Habertürk
    Takipde Kalın!
      Günlük gelişmeleri takip edebilmek için habertürk uygulamasını indirin

        Sizin de başınıza geldi mi hiç? Havaalanında duty free (gümrüksüz) alışveriş yerine ya da herhangi bir parfüm satan mağazaya girersiniz. Çok tanınmış bir firmanın şık görüntülü bir parfüm şişesine eliniz uzanır, kapağını açıp hafifçe burnunuza yaklaştırırsınız. Ve birden dudaklarınızın köşeleri aşağı sarkar, yüzünüz kırışır, şişeden koku yerine “cin” çıkmış da boğazınızı sıkıyor gibi hissederek şişenin kapağını alelacele kapatıp aldığınız yere koyarsınız.

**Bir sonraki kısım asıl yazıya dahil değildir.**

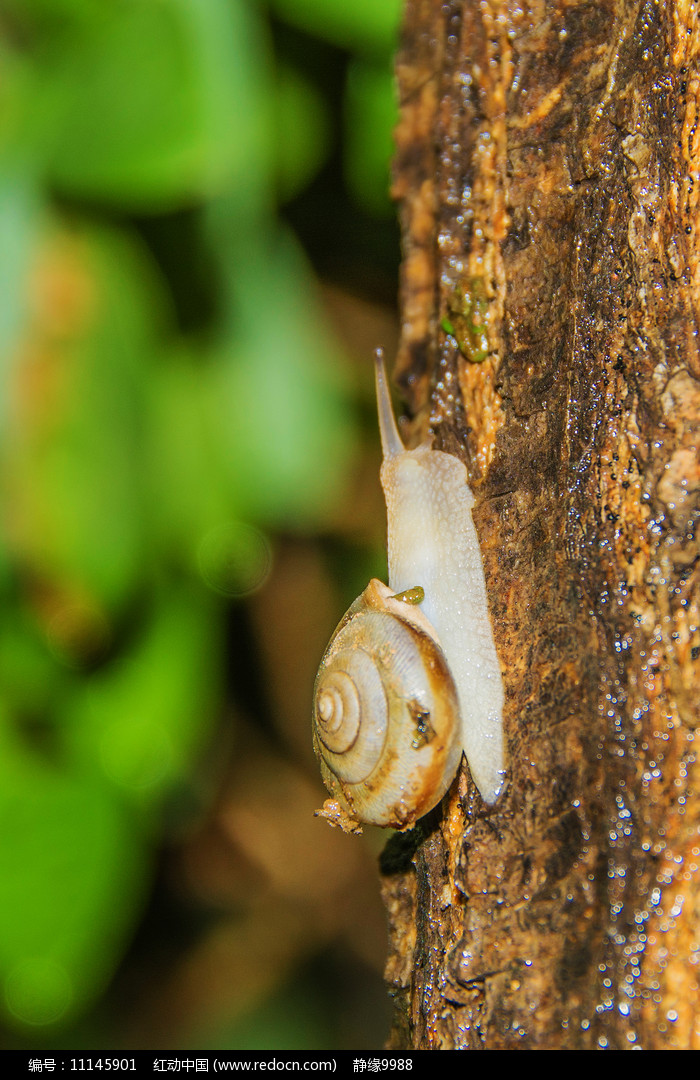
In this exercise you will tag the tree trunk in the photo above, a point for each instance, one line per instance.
(549, 175)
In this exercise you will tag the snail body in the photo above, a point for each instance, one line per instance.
(426, 678)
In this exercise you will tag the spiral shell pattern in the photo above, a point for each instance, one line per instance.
(387, 727)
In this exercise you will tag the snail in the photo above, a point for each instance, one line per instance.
(411, 677)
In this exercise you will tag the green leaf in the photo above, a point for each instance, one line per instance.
(162, 103)
(371, 118)
(303, 132)
(73, 875)
(75, 463)
(142, 719)
(279, 395)
(366, 25)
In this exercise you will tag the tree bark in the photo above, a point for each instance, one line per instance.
(549, 175)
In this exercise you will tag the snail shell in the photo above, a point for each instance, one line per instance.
(387, 726)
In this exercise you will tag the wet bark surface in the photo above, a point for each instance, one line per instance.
(548, 173)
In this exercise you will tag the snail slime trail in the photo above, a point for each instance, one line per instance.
(411, 677)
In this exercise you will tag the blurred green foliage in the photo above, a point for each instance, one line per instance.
(145, 463)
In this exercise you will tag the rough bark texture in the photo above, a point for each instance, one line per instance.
(548, 172)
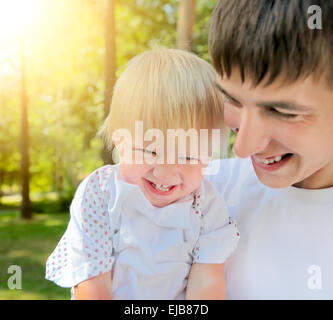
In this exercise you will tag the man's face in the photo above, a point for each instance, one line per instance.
(287, 130)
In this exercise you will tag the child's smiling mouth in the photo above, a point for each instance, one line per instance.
(159, 189)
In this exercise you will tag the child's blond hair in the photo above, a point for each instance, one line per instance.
(165, 89)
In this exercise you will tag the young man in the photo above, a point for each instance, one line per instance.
(276, 75)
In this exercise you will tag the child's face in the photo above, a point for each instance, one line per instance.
(292, 124)
(165, 183)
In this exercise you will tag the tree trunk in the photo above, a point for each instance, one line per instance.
(25, 177)
(185, 25)
(110, 63)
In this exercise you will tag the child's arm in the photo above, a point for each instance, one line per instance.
(206, 282)
(97, 288)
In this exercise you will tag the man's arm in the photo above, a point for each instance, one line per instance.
(206, 282)
(97, 288)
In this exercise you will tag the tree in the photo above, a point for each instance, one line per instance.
(110, 64)
(26, 204)
(185, 25)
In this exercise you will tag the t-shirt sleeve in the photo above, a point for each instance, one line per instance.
(85, 249)
(219, 233)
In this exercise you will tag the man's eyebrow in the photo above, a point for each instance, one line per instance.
(218, 87)
(286, 105)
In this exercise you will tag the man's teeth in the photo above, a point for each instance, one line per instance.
(265, 161)
(161, 187)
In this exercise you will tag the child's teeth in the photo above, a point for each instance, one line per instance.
(161, 187)
(265, 161)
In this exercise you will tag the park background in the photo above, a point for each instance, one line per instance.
(59, 60)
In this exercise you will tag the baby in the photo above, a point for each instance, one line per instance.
(151, 226)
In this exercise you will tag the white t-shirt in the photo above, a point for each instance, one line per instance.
(286, 245)
(149, 250)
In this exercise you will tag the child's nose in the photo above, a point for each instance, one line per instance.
(164, 173)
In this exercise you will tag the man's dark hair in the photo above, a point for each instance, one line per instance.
(266, 39)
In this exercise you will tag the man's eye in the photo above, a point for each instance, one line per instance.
(231, 100)
(150, 152)
(190, 159)
(282, 114)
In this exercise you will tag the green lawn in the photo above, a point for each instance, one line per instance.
(28, 244)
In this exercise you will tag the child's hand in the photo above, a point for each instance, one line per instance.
(97, 288)
(206, 282)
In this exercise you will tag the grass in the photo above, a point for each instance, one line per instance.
(28, 244)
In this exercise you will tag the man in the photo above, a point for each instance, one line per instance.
(276, 75)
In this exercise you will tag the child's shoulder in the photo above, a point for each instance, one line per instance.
(98, 181)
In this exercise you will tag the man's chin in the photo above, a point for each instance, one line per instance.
(274, 181)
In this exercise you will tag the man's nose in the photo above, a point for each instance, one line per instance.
(252, 135)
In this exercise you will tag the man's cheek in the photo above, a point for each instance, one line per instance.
(231, 117)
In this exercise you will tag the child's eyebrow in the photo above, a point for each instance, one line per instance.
(286, 105)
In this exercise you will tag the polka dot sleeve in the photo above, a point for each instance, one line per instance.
(219, 234)
(85, 250)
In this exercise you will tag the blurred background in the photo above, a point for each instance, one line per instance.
(59, 60)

        O bir anda nefret ettiğiniz ağır parfüm bulutu, hâlâ burnunuzun etrafında dans ederken şişenin üzerindeki fiyata ilişir gözünüz. Bir emekli memurun aylık gelirinin iki katı rakam, yaşadığınız şoku ikiye katlar. Tam o sırada şişeye doğru kararlı adımlarla ilerleyen bir başkası beliriverir. Hedefi binlerce parfüm arasında biraz önce size “tokat atan” o şişedir besbelli. Size, “Şöyle kenara çekil bakayım” der gibi küçümser bir şekilde bakıp tereddütsüzce uzanır ve şişeyi alır. Gururlu adımlarla kasaya doğru uzaklaşırken siz ardından bakakalırsınız...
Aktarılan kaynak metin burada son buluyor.